In a statement, one of the justifications al-Shabab gave for the attack was that Mpeketoni was “originally a Muslim town before it was invaded and occupied by Christian settlers.” In response, President Uhuru Kenyatta ordered the repossession of 70% of the land titles issued in Lamu, mostly around the planned port, noting that 22 developers had irregularly acquired about 500,000 acres of public land.
Athman’s dhow, tied up to the island’s dock, drifts side to side as waves pass underneath. He throws a freshly caught octopus onto a portable gas stove and begins chopping onions, placing them into a frying pan. After a while, more and more people come to sit on the sides of the dhow — some of them fellow fishermen.

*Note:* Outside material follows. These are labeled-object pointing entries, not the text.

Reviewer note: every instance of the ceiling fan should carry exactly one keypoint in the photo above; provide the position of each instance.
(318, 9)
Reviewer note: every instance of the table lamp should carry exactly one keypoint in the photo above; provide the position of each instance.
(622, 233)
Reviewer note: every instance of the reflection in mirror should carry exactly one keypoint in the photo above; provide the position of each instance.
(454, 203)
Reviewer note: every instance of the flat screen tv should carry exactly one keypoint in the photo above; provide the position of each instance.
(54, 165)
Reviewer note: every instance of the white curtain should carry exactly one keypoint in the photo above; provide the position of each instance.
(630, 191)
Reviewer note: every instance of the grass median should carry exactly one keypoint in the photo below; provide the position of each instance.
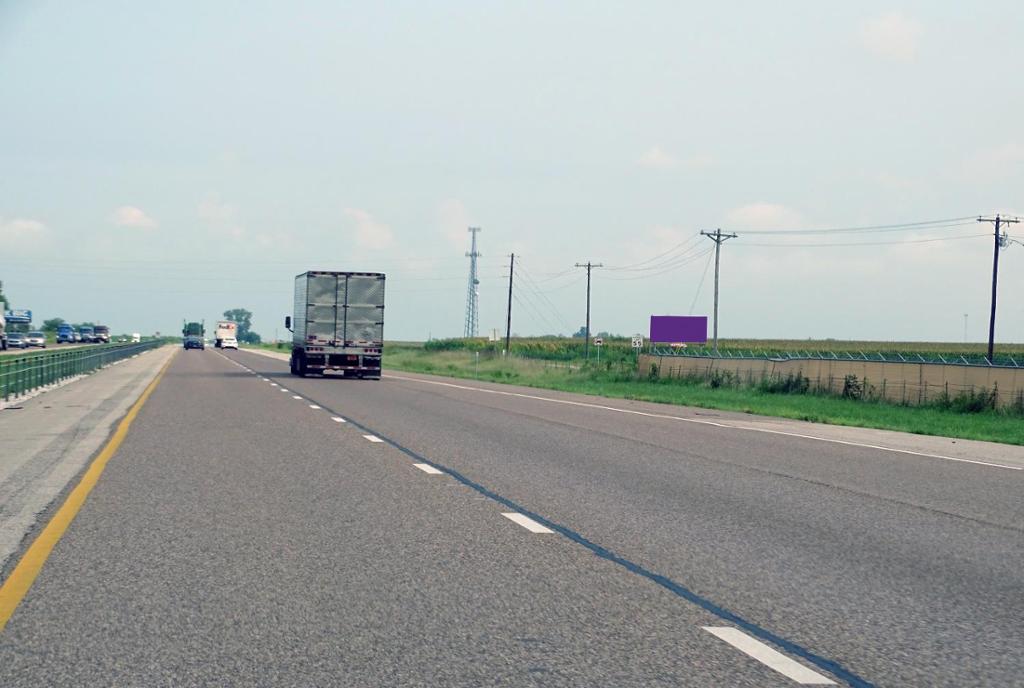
(620, 381)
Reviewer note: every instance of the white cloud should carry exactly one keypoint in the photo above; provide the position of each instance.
(658, 159)
(221, 217)
(130, 216)
(763, 216)
(23, 232)
(370, 233)
(455, 222)
(892, 36)
(994, 163)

Athman begins serving the food, a mix of rice, vegetables and octopus, handing a plate to anyone who requests one. Everyone on Lamu Island has grown up together; they also share freely with one another — despite their deepening hardships. It is likely the only way these fishermen have survived up to now.

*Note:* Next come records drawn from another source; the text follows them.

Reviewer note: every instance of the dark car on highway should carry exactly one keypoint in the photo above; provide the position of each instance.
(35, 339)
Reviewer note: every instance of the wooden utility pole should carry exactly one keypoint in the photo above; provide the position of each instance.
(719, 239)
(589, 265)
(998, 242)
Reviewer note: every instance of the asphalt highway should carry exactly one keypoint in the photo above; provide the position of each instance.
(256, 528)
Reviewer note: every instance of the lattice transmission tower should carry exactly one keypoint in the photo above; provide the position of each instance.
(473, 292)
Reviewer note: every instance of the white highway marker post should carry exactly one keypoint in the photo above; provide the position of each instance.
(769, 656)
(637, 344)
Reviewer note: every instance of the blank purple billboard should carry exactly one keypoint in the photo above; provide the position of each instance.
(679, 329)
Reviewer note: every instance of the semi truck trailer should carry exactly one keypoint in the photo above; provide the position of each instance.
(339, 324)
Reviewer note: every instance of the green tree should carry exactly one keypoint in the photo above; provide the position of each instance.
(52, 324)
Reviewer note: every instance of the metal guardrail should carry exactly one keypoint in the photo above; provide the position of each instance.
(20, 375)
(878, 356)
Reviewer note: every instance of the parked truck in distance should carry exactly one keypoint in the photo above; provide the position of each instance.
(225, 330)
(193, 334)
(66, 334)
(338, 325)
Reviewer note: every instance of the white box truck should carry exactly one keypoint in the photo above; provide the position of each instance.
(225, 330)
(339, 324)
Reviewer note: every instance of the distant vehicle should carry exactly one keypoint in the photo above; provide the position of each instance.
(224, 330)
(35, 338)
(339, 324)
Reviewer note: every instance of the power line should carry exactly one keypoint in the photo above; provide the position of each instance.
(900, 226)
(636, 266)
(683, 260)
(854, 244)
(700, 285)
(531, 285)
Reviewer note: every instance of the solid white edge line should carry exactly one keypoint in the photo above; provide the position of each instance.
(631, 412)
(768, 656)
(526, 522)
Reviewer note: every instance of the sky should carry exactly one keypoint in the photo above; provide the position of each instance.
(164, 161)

“The people of Lamu are sleeping,” Athman says, as he invites passersby to join the feast. “When they take out the fishermen, they will eventually take out everyone. People need to wake up before it’s too late.”
“This development is not for us,” he adds. “Even the nice roads they are constructing — none of it is for us. It is just a red carpet for people coming from Nairobi. This is all very sad for me. This is my island. But then they want us to leave so they can replace us with other people. We don’t even know if we will exist in the future.”